Le critère relatif aux personnes à charge est exclu de la hiérarchie des critères et n’implique plus une obligation aussi stricte.

En ce qui concerne la situation d’un mineur non accompagné qui n’a ni famille ni proche sur le territoire de l’UE, la position commune prévoit que l’État membre responsable soit celui où le mineur a introduit une demande de protection internationale. Une déclaration est jointe à la proposition de règlement : elle prévoit que la Commission présentera une nouvelle proposition sur cette question dès que la Cour de justice de l’Union européenne aura rendu son arrêt à titre préjudiciel dans l’affaire C-648/11. Le Parlement européen et le Conseil exerceront alors tous deux leurs compétences législatives, en tenant compte de l’intérêt supérieur de l’enfant.

- droit à l’information et entretien individuel : la position commune rend l’entretien individuel obligatoire, à de rares exceptions près, et instaure l’obligation d’informer le demandeur non seulement des critères, mais aussi de leur hiérarchie, et notamment du fait que la demande peut être examinée par un État membre qui n’est pas l’État membre responsable en vertu de la hiérarchie des critères (clause de souveraineté), ainsi que du fait que la personne concernée a la possibilité de demander la suspension du transfert.

Actes délégués: la position commune prévoit que la Commission soit habilitée à adopter des actes délégués contenant des règles supplémentaires sur le regroupement des mineurs et des personnes à charge avec leur famille et leurs proches; un considérant souligne qu’il convient que la Commission procède à des consultations d’experts, notamment de l’ensemble des autorités nationales concernées.

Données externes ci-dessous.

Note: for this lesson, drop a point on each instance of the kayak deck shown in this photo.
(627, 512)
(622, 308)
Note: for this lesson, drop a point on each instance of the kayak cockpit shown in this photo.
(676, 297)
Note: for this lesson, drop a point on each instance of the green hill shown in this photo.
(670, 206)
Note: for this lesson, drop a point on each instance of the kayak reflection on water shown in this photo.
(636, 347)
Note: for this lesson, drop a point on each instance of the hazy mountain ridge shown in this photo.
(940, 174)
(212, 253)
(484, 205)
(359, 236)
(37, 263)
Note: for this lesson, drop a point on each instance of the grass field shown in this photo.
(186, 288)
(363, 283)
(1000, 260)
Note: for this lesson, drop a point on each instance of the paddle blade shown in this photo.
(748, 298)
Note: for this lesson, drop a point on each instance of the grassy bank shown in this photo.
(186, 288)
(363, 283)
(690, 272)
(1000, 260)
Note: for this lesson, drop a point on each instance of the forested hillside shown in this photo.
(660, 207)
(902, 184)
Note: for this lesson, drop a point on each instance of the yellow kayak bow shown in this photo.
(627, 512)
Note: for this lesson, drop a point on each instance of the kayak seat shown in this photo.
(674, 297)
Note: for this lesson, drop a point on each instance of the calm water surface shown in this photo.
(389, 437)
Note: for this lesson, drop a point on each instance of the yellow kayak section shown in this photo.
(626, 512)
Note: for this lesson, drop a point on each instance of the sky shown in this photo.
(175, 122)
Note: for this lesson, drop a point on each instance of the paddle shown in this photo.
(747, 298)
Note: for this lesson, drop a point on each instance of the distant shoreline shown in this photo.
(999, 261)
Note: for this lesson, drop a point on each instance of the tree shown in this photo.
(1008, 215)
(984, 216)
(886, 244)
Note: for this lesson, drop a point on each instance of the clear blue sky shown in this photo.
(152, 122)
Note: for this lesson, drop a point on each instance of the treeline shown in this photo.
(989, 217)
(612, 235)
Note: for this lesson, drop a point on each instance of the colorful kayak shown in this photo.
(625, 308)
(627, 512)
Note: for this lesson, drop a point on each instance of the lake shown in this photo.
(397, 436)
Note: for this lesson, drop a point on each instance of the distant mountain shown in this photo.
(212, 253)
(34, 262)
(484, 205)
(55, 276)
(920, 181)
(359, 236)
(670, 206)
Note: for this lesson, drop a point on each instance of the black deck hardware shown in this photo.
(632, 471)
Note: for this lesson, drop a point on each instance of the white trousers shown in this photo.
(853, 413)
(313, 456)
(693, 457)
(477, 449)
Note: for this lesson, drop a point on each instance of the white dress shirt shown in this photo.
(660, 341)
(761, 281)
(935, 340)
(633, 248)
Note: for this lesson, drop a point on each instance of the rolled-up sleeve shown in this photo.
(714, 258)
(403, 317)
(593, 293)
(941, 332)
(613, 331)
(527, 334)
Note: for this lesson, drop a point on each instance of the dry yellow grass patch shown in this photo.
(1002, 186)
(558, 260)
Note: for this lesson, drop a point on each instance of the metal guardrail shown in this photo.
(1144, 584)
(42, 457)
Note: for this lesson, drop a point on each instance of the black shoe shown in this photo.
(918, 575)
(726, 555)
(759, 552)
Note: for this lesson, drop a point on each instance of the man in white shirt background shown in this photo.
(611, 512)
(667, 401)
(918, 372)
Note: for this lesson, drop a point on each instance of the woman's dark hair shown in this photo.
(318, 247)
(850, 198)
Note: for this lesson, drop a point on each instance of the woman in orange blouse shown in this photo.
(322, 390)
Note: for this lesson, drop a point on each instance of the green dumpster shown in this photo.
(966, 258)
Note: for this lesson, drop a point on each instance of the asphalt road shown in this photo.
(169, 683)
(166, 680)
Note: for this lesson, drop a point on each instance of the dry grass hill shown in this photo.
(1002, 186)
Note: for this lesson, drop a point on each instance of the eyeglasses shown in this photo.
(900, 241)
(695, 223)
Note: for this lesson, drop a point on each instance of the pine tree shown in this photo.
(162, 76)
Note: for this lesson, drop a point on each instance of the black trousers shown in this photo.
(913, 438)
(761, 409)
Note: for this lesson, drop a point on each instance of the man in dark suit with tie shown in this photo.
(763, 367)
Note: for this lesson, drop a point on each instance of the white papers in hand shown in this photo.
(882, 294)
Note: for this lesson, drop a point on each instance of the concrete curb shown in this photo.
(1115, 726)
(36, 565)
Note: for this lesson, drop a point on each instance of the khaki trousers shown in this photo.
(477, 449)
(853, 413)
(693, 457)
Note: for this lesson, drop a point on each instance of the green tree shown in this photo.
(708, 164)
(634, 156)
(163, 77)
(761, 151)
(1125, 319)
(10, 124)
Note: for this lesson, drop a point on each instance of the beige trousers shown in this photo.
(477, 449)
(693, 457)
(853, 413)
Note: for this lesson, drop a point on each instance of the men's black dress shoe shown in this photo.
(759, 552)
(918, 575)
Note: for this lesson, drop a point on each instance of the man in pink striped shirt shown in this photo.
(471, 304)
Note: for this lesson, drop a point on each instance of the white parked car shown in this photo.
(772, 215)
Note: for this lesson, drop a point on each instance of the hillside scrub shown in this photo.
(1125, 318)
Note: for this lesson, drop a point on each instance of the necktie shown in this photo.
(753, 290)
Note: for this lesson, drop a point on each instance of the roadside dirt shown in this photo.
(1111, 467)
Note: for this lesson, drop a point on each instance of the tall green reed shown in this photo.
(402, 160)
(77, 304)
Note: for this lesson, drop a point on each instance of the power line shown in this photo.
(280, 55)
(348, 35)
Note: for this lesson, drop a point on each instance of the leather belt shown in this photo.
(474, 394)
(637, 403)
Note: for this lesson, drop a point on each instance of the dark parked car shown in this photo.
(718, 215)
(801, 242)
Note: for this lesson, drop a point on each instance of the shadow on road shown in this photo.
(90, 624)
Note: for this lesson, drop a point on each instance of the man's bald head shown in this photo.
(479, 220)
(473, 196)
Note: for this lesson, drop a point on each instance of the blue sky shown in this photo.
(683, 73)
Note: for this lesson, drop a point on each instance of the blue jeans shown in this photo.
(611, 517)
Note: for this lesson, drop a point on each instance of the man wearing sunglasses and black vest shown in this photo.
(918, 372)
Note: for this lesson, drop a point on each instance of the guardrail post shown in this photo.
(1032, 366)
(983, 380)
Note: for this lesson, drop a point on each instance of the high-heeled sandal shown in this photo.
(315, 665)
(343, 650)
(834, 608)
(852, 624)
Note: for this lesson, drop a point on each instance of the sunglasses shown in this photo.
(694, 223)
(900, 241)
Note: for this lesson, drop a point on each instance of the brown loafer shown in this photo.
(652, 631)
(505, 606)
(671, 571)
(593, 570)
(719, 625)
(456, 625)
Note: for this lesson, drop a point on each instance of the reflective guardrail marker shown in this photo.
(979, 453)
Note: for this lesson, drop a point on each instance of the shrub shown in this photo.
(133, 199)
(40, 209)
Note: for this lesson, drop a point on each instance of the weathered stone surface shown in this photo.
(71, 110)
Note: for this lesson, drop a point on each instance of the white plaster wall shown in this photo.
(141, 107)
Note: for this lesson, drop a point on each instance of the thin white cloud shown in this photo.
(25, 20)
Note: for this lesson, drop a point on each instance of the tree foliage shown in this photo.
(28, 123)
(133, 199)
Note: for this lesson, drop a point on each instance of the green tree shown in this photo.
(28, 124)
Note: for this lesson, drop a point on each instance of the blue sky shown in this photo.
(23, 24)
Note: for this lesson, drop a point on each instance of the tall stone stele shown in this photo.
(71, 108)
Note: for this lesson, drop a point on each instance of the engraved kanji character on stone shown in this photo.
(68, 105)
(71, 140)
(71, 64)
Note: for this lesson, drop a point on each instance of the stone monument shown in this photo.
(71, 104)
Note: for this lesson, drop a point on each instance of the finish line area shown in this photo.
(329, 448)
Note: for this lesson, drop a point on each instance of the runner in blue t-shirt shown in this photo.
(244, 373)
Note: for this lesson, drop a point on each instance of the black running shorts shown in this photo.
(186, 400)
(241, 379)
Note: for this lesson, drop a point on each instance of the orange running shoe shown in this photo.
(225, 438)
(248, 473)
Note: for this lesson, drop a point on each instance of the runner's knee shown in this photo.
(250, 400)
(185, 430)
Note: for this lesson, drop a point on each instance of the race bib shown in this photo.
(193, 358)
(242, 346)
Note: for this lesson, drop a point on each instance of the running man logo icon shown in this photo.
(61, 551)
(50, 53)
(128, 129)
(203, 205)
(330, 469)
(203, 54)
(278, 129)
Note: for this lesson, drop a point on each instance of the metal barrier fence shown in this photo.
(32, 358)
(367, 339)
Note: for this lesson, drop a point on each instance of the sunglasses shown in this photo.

La possibilité d’adopter des règles supplémentaires sur le coût des transferts n’a pas été retenue, le Conseil considérant que les règles de l’acte de base sont suffisantes à cet égard.

En ce qui concerne les transferts, la position commune prévoit uniquement la possibilité d’adopter des règles d’exécution uniformes et non des règles supplémentaires.

Le délai accordé au Parlement et au Conseil pour exprimer une éventuelle objection à un acte délégué adopté par la Commission a été fixé à 4 mois, et peut être prolongé de 2 mois à l’initiative du Parlement européen ou du Conseil.

Quant au pouvoir d’adopter des actes d’exécution, la position commune introduit une limitation des pouvoirs de la Commission en prévoyant que celle-ci ne puisse adopter un acte lorsque le comité qui l’assiste n’émet aucun avis sur le projet d’acte.